Kompasiana adalah platform blog. Konten ini menjadi tanggung jawab bloger dan tidak mewakili pandangan redaksi Kompas.

Jalak Suren hadir di rumahku. Unggas ini jadi inspirasi bagi seseorang yang ingin hidup harmoni. Foto | Dokpri.

Menanamkan rasa syukur tidak cukup dengan kalimat-kalimat yang sering diucap setiap hari. Ungkapan rasa syukur perwujudannya adalah menempatkan diri agar selalu bermanfaat bagi diri sendiri dan orang sekitar. Karenanya, kala mendapat kesulitan dan kemudian dicerca orang lain tidak perlu disikapi dengan marah. Apa lagi menciptakan permusuhan secara frontal, karena selain berakibat rusakya silaturahim juga dapat mencederai amal-amal yang telah diperbuat.

Tuhan tidak pernah tidur. Tentang hal ini banyak orang meyakininya. Kecuali ia penganut ateisme. Karena itu, ketika mempunyai keinginan memiliki sesuatu namun kemampuan finansial terbatas hendaklah disikapi dengan bijaksana. Tak perlu menyalahkan orang lain. Apa lagi menyalahkan tuhan yang telah banyak mencurahkan rezeki pada mahluknya.

Namun juga Tuhan punya sifat adil. Tuhan maha pengasih dan mengetahui apa yang dikehendaki. Karenanya, tanpa sadar keinginan lama terpendam dapat berwujud di hadapan kita sendiri. Setidaknya, hal itu terjadi pada diri penulis.

Jalak ini tengah mendengarkan suara unggas lain. Ia pun siap bernyanyi. Foto | Dokpri

Begini ceritanya. Dulu, ketika masih muda punya cita-cita memelihara burung beo. Aneh ya? Kenapa tidak bercita-cita jadi konglemerat punya perusahaan banyak dan selir selusin. Atau jadi politisi dan kemudian menduduki jabatan tinggi di pemerintahan. Nggak tuh, penulis cuma bercita-cita ingin punya burung beo karena unggas jenis ini bisa menirukan suara manusia.

Mau beli, tak cukup uang. Coba kalau jadi konglemerat. Tinggal sebut kepada anak buah, paling lambat esoknya sudah di hadapan mata. Tapi ini, tak punya doku. Tapi, lagi-lagi, janji Tuhan itu tak pernah tertukar. Buktinya, beo datang ke rumah sendiri. Ia masuk melalui garasi rumah penulis. Tinggal tangkap, pelihara beberapa bulan sudah berceloteh seperti anak kecil.

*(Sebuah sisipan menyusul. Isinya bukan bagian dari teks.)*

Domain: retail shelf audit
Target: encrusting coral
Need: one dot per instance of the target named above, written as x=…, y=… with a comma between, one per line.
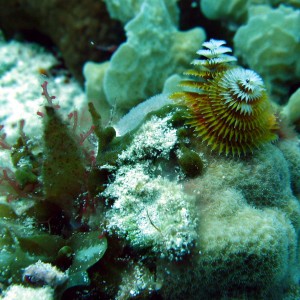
x=227, y=105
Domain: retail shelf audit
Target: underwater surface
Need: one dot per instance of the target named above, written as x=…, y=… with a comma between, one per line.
x=149, y=149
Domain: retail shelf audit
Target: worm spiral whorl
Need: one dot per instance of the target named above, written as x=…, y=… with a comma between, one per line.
x=227, y=105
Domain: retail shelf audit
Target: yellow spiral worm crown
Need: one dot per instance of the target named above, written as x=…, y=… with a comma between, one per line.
x=227, y=105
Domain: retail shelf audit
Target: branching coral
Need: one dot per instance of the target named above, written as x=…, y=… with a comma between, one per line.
x=227, y=105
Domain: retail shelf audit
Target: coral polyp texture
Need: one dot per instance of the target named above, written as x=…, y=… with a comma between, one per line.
x=228, y=106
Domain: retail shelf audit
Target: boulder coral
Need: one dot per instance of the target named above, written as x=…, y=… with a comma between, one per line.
x=269, y=44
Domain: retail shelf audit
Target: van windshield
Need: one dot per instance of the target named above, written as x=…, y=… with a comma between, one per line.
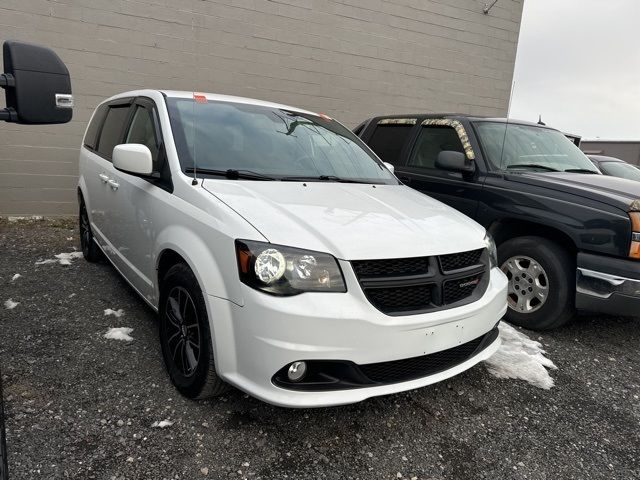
x=269, y=143
x=527, y=147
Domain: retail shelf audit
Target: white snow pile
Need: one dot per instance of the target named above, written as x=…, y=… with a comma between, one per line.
x=10, y=304
x=521, y=358
x=162, y=424
x=61, y=258
x=119, y=333
x=116, y=313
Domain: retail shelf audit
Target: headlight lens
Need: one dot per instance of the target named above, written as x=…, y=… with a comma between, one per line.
x=634, y=251
x=281, y=270
x=492, y=249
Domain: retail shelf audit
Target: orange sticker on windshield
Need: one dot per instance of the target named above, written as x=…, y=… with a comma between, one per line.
x=199, y=98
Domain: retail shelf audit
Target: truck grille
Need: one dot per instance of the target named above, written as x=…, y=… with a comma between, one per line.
x=415, y=285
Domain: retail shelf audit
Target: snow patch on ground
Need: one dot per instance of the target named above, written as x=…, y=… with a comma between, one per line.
x=119, y=333
x=61, y=258
x=10, y=304
x=521, y=358
x=162, y=424
x=116, y=313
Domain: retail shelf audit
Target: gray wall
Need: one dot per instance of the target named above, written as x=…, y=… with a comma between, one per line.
x=628, y=151
x=348, y=58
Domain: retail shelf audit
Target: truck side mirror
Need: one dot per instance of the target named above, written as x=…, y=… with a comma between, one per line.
x=37, y=85
x=455, y=162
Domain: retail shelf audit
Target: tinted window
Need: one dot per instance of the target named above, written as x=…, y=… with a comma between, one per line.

Itu kejadiannya sudah lama. Beo akhirnya diserahkan kepada rekan. Sebab, penulis pindah rumah alias ditarik perusahaan dari dinas kembali ke induk.

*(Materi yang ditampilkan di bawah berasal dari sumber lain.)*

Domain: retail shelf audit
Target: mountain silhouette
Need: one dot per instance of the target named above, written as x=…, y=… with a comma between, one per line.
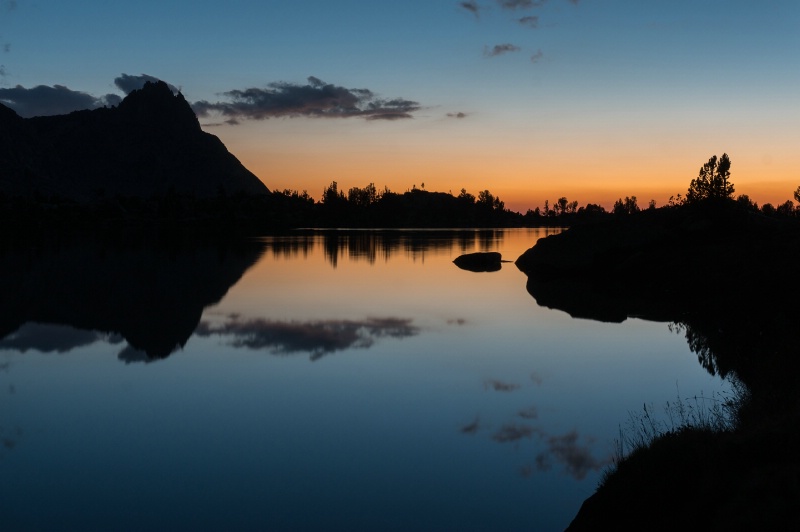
x=149, y=145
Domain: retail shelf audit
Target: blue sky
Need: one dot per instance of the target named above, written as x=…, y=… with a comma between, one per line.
x=592, y=99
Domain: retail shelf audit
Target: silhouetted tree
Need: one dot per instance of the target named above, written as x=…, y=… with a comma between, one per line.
x=712, y=181
x=626, y=206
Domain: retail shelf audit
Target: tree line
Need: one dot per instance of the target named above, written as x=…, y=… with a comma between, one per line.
x=364, y=207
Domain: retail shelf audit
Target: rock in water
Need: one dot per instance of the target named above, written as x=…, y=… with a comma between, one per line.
x=479, y=262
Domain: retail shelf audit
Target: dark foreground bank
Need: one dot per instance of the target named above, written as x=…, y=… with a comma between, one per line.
x=725, y=277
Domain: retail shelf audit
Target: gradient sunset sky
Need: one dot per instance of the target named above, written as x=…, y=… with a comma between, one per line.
x=531, y=99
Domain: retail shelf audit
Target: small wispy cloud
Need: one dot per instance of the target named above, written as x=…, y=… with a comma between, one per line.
x=471, y=6
x=520, y=4
x=128, y=83
x=315, y=99
x=44, y=100
x=500, y=49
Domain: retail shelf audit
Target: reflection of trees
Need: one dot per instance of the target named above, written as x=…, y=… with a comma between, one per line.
x=374, y=245
x=315, y=337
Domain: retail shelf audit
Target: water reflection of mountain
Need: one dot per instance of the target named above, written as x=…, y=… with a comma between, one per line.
x=63, y=293
x=727, y=284
x=372, y=245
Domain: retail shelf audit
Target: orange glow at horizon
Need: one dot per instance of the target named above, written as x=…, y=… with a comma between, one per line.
x=296, y=154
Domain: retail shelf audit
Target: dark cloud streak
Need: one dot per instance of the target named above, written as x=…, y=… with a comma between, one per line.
x=44, y=100
x=520, y=4
x=500, y=49
x=471, y=6
x=316, y=99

Kini, keinginan memelihara burung kembali muncul. Tapi, ada hambatannya. Yaitu, mau beli burung rata-rata harganya setengah jeti (setengah juta rupiah) paling murah. Wuih, mahal. Apa lagi sekarang di berbagai pemukiman di Jakarta, banyak warga tengah "demam" burung.

Mbok jamu datang ke Jakarta dengan motor dari Jawa. Foto | Dokpri.

Entah karena memang hoki, burung datang sendiri. Peristiwa serupa terulang. Awalnya, si burung Jalak masuk lewat kandang ayam di lantai dua rumah penulis. Lalu, si jalak itu masuk ke lantai dua rumah. Burung mendekat. Penulis pun tinggal tangkap dan kemudian dibelikan kandang. Jalak nangkring riang di kandang karena makanan cepat tersaji.

Kini, kalau pagi hari, ia berbunyi. Cerewet. Rumah pun jadi ramai. Burung jalak, ayam jago dan ayam kate - yang kecil-kecil lari lincah - saling bersahut-sahutan mempertujukkan suaranya. Beginikah kehidupan harmoni? tanyaku dalam hati.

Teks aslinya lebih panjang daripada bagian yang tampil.